Wednesday, March 21, 2012

Gratitude

Tomorrow we will be having a mosaic workshop here! A spring fling with pots and plates, hammers, tiles, cement and grout! Yeah!! Sandi, Annette, Mary Francis and Augusta will be here joining me for the excitement. This is good and we are going to grow and evolve and.....life is good for the Goddess. There is so much gratitude in my heart. So many times during the day I feel blessed. I feel blessed by the flowers and the sun and the warmth and by my chubby little big-breasted body that is doing so much better than it was last year this time. Psychologically my state of mind is so much healthier. I no longer suffer from the terror of falling back into the pit of tortures. I feel confident in the pain control that my meds are giving me and I no longer have fears about being left without meds and having to kill myself. Thank God!!! I think about last year this time and I see so clearly how much progress we have made. The we is my body, my soul and my mind because really all of us have to be taken care of and all of us have worked so hard together to reach healing and wholeness again. It is true, it is not just a dream that we can be whole while we struggle with chronic pain or illness. I am whole. My spirit compensates for whatever my body struggles with. Lately I have been feeling lucky to be feeling so much gratitude.
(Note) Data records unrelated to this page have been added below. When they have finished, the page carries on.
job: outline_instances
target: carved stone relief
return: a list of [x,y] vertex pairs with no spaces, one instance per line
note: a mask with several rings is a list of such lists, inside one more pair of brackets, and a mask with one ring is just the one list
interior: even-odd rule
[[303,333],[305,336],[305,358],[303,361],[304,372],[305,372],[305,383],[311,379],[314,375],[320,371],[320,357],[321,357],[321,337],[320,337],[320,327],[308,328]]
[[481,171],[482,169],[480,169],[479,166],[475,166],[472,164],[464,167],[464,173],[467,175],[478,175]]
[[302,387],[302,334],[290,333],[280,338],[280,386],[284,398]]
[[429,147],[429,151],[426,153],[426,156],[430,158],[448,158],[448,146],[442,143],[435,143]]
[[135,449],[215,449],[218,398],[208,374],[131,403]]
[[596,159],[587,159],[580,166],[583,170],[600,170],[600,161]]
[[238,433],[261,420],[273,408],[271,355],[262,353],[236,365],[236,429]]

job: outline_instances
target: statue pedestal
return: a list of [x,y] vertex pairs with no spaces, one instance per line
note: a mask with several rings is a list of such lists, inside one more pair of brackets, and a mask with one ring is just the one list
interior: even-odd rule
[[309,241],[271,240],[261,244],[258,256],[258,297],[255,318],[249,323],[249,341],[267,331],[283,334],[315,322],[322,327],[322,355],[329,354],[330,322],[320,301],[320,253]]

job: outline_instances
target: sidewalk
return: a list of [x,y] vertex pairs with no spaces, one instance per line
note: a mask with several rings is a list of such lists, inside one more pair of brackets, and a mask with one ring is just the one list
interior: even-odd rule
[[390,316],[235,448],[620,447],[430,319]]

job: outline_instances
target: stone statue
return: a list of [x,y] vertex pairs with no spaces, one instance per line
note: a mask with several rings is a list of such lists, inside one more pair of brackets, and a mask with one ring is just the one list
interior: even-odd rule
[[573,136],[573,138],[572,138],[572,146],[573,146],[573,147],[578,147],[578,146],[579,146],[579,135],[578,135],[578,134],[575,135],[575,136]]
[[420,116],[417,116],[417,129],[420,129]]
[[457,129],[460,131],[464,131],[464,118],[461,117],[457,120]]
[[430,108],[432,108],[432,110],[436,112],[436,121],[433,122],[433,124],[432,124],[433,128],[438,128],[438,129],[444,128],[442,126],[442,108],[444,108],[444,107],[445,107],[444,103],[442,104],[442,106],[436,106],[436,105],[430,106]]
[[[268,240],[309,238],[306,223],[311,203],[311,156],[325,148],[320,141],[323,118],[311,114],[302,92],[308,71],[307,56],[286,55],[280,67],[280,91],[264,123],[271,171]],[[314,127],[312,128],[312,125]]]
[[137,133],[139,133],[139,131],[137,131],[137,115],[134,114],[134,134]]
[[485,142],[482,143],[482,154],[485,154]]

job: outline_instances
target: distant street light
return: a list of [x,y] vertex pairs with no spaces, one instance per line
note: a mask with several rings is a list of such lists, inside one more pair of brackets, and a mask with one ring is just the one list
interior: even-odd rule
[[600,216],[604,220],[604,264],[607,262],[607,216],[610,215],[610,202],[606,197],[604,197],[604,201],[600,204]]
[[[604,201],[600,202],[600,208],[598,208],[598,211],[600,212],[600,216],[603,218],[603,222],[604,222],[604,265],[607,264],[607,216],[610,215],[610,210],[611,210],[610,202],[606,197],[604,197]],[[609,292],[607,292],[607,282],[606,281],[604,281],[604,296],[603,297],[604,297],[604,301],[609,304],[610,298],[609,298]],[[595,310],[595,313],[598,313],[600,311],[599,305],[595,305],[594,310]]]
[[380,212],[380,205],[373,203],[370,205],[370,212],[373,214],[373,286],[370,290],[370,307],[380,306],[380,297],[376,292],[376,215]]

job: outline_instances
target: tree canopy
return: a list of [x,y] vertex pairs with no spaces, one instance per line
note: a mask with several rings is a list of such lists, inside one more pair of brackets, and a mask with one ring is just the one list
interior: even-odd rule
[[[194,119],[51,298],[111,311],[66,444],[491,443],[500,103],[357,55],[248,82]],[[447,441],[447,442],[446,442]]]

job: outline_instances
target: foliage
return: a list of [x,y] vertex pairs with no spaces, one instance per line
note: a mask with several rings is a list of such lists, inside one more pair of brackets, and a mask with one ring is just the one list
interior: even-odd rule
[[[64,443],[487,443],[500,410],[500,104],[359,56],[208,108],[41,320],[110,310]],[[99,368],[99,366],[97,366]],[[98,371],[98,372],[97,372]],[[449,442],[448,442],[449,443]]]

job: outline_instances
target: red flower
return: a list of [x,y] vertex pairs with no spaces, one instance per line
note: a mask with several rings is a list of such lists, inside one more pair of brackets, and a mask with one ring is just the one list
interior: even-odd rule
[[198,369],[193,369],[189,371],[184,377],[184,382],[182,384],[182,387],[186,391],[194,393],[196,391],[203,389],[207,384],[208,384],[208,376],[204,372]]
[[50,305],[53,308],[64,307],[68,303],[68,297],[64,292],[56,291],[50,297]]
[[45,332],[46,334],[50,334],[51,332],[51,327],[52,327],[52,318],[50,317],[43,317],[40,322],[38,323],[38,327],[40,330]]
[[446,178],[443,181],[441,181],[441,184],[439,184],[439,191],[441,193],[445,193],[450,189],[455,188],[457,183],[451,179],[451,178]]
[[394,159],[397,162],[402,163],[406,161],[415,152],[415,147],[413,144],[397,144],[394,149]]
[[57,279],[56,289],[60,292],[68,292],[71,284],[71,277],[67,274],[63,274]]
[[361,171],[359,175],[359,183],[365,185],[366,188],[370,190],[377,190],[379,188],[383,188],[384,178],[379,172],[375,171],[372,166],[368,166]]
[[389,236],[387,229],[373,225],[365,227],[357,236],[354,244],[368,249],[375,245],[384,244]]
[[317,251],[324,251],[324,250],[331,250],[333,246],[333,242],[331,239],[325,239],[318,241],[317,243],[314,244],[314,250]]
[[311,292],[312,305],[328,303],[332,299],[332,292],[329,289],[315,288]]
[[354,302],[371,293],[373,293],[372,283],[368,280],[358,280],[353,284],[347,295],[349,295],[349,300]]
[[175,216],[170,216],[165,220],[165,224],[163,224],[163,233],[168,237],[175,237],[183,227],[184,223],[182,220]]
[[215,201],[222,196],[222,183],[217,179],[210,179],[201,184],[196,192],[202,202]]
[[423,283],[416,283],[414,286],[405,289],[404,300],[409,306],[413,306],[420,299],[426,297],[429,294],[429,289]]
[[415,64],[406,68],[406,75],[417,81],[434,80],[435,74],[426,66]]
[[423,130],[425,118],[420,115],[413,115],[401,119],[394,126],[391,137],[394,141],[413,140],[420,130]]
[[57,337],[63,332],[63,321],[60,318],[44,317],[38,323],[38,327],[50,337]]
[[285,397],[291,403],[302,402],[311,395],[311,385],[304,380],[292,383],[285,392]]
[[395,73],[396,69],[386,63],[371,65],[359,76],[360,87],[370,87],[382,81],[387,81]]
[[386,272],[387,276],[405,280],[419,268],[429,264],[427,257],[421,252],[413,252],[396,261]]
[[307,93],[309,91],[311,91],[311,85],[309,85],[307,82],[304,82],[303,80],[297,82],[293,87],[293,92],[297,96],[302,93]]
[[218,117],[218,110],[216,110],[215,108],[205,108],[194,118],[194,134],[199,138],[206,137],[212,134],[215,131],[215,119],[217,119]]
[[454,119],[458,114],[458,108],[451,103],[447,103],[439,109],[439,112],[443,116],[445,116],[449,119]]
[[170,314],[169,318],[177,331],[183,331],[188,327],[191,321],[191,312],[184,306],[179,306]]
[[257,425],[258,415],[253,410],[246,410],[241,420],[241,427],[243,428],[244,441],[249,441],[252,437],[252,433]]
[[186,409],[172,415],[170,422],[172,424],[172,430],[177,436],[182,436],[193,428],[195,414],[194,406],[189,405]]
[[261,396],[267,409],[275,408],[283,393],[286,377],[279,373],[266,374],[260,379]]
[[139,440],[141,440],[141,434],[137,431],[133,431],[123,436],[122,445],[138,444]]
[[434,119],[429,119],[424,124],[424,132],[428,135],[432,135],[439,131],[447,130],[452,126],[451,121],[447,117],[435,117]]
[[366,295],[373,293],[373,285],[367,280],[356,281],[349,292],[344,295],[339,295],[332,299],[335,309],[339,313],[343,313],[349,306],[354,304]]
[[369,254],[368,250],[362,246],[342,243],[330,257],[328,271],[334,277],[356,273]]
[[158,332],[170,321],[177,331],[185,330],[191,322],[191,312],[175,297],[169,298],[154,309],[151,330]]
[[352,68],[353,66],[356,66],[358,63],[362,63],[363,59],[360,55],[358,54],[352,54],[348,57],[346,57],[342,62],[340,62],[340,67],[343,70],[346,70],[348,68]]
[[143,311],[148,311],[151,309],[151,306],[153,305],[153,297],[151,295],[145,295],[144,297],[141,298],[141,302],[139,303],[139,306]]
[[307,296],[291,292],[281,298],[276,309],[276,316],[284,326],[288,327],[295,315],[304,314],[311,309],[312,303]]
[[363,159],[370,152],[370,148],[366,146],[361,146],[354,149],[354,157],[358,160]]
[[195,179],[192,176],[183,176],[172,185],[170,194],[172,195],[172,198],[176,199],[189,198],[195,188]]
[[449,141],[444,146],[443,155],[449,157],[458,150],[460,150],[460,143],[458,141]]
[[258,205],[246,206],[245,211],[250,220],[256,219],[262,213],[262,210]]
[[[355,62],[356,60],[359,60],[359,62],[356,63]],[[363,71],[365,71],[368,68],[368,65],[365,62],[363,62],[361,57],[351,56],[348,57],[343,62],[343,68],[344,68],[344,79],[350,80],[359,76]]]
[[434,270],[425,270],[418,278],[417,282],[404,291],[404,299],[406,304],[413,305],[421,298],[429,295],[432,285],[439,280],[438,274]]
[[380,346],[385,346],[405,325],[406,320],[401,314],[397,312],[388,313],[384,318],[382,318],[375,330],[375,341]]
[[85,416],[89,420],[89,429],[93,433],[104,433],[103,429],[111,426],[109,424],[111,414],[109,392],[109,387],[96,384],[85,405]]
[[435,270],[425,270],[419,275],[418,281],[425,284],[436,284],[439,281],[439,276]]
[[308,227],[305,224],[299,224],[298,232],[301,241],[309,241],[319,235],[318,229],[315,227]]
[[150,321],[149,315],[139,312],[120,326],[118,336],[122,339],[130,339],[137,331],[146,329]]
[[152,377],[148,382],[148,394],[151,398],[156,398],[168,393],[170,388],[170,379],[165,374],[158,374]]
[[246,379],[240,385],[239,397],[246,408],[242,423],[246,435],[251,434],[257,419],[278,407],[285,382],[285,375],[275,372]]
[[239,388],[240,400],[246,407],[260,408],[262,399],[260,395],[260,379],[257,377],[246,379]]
I know where I could be and I feel lucky for not being there anymore. I feel lucky for knowing and valuing life so profoundly. I see and recognize each flower. I feel the flowers in my soul. I take this Spring as the deepest of blessings. There is so much of life streaming in my veins, pumping through my heart and my creativity like the spring is blooming. The bulbs that I planted last year will soon enchant us with their beauty. I have seen a few cats outside. I miss cats. The sun on my face. The ability to walk. The ability to feel joy, to feel beauty, gratitude.....it is like waterfalls through my soul.

Thank you Life.

Thank you Life.

Thank you Spring Goddess for blessing me.

Thank you. Who, what do I thank for being given another chance at life???

Too many of my brothers and sisters are still where I was.

I never forget them. I never forget the pit that I came out of. I bask in life. 24/7 genital pain is basking in life! If this is not wholeness then what is?